Suscipe quaeso Domine, Si enim iniquitates; Missa Puer naturs est nobis; In pace in idipsum; Miserere nostri Domine; Mass for Four Voices; Loquebantur variis linguis
The Gentlemen of HM Chapel Royal, Hampton Court Palace/Carl Jackson
Resonus RES10229 68:22 mins
Tallis himself was a singer, organist and composer in the itinerant Chapel Royal from the 1540s, (when Henry VIII was monarch) until his death in 1585, by which time Elizabeth I was Queen. These turbulent years saw the liturgy of the English Church sway from Protestant to Catholic and back, and Tallis’s music responds to the religious vicissitudes.
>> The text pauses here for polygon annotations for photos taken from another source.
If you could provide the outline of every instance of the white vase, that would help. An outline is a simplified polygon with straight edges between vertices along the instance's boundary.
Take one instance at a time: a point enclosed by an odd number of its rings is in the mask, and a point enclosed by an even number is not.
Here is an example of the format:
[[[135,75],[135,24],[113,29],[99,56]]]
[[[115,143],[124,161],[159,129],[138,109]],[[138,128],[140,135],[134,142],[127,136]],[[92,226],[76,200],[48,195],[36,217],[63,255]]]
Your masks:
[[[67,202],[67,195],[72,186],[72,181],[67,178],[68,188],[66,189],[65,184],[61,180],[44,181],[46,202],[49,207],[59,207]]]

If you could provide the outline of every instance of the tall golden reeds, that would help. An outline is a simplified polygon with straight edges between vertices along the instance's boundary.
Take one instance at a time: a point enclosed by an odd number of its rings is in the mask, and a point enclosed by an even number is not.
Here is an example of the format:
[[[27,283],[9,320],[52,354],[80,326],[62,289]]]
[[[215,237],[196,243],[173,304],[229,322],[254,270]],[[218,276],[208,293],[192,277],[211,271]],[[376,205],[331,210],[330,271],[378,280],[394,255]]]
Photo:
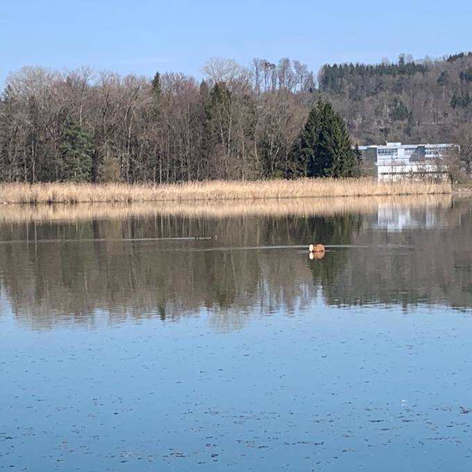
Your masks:
[[[125,219],[131,217],[169,215],[184,217],[226,218],[272,216],[330,216],[352,212],[375,213],[380,208],[392,210],[448,207],[448,195],[284,199],[255,201],[143,202],[81,203],[78,205],[5,205],[0,207],[0,224],[30,221],[76,221]]]
[[[0,203],[79,203],[197,201],[269,199],[450,194],[448,183],[362,178],[303,178],[251,182],[191,182],[152,185],[128,184],[2,184]]]

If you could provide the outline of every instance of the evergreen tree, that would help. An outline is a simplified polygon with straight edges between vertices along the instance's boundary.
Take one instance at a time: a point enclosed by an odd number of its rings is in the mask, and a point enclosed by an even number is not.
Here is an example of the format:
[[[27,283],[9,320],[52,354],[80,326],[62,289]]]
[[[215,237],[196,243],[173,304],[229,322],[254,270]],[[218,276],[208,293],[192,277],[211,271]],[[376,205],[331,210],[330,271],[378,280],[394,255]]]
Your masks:
[[[92,171],[92,144],[88,133],[66,115],[58,146],[58,177],[67,182],[88,182]]]
[[[359,162],[344,120],[328,102],[319,100],[310,112],[298,149],[298,175],[353,177]]]

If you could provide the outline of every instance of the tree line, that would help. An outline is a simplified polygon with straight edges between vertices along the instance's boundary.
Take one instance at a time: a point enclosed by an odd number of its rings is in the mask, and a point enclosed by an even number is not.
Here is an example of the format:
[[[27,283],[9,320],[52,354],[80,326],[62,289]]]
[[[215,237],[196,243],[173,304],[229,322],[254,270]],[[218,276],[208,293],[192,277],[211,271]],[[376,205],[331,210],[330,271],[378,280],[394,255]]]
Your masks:
[[[202,81],[26,67],[0,98],[0,180],[357,175],[353,144],[470,141],[471,67],[470,53],[401,56],[315,78],[289,59],[217,58]]]

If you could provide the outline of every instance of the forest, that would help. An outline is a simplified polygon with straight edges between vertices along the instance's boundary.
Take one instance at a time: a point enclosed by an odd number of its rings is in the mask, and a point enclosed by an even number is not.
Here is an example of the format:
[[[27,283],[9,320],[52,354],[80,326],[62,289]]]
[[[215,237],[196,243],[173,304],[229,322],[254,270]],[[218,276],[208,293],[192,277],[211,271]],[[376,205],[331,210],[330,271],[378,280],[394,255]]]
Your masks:
[[[203,71],[202,80],[87,67],[10,74],[0,98],[0,181],[353,176],[353,146],[386,140],[458,142],[472,155],[472,53],[317,74],[287,58],[247,67],[213,58]]]

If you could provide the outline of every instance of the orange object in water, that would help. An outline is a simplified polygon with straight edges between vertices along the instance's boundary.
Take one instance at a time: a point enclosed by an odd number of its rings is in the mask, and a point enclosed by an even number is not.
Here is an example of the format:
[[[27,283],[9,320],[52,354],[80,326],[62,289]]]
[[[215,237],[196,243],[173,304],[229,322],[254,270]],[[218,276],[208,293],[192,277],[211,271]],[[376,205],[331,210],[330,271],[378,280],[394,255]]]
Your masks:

This programme weighs the two faces of his style: the Mass for Four Voices reflects the whitewashed Anglican churches in its spare, immediate, lucid idiom, while the motets that frame the programme and the Christmas Mass Puer natus est nobis – probably written for the Catholic Queen Mary Tudor – are florid, expansive and richly embroidered.
Today, the Chapel Royal of Hampton Court Palace continues the choral and spiritual tradition of the 16th century – its non-commercial ethos suggested in the fact that this is the ensemble’s first recording in two decades. The 14-strong, all-male ensemble gives fervent and full-blooded performances, its ripe, plangent timbre coloured by the occasional use of vibrato – most noticeably in the plainchant intonations. The results are a far cry from the suave, seraphic sound of groups like The Tallis Scholars, The Sixteen and The Cardinall’s Musick, with their high-soaring sopranos. Particularly effective here are the lush seven-part motets: Suscipe quaeso Domine – beautifully shaped by director Carl Jackson; Loquebantur variis linguis, the singers relishing its scrumptious dissonances, and the haunting Miserere which inspires an otherwordly vocal sound. The recording, in the palace’s resonant chapel, is sumptuous and detailed.